Inelastic collision, two cars approach each other at intersection.

[IDKPhysics101]

Two cars approach each other at an intersection. One car has a mass of 928.4 kg and is traveling in the negative y direction with a velocity of 21.4 m/s. The second car has a mass of 951.2 kg and is traveling in the positive x direction with a velocity of 39.5 m/s. If the collision is totally inelastic, what is the magnitude of the resultant velocity (in m/s) after the collision?

V=9.41 m/s?


I don't have time to type my work right now. But will show work if answer is wrong to see where i went wrong.

 

[Delphi51]

I get more than twice that value, but I often make mistakes in calculations. It will be interesting to see your method.

 

[IDKPhysics101]

m1vo1 + m2vo2 = (m1 + m2)V

(928.4)(-21.4) + (951.2)(39.5)=(928.4 + 951.2)V

17704.64=1879.6V

V=9.41

 

[housemartin]

your equation:
m1vo1 + m2vo2 = (m1 + m2)V
is for one dimensional case. But you have a 2D problem. Momentum is conserved, and so is its y and x components.

 

[IDKPhysics101]

my teacher has not clearly presented the X & Y compents in this type of probelm. would i use something along the lines of that problem but have cos and sin in there somewhere?

 

[housemartin]

Momentum is a vector quantity, just draw those two vectors.
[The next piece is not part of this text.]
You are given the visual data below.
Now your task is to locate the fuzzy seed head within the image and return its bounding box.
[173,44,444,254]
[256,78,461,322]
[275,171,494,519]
That collision is inelastic, means that two masses stick together and travel as one after collision. But because, momentum is conserved, both components of momentum will be conserved too (x and y components). You can simply spot right triangle here, with Pythagorean theorem crying to be used ;]

 

[Delphi51]

North/south: mv before = mv after; solve for vy after
East/west: mv before = mv after; solve for vx after
Combine vx and vy with Pythagorean theorem to get the combined velocity after the collision.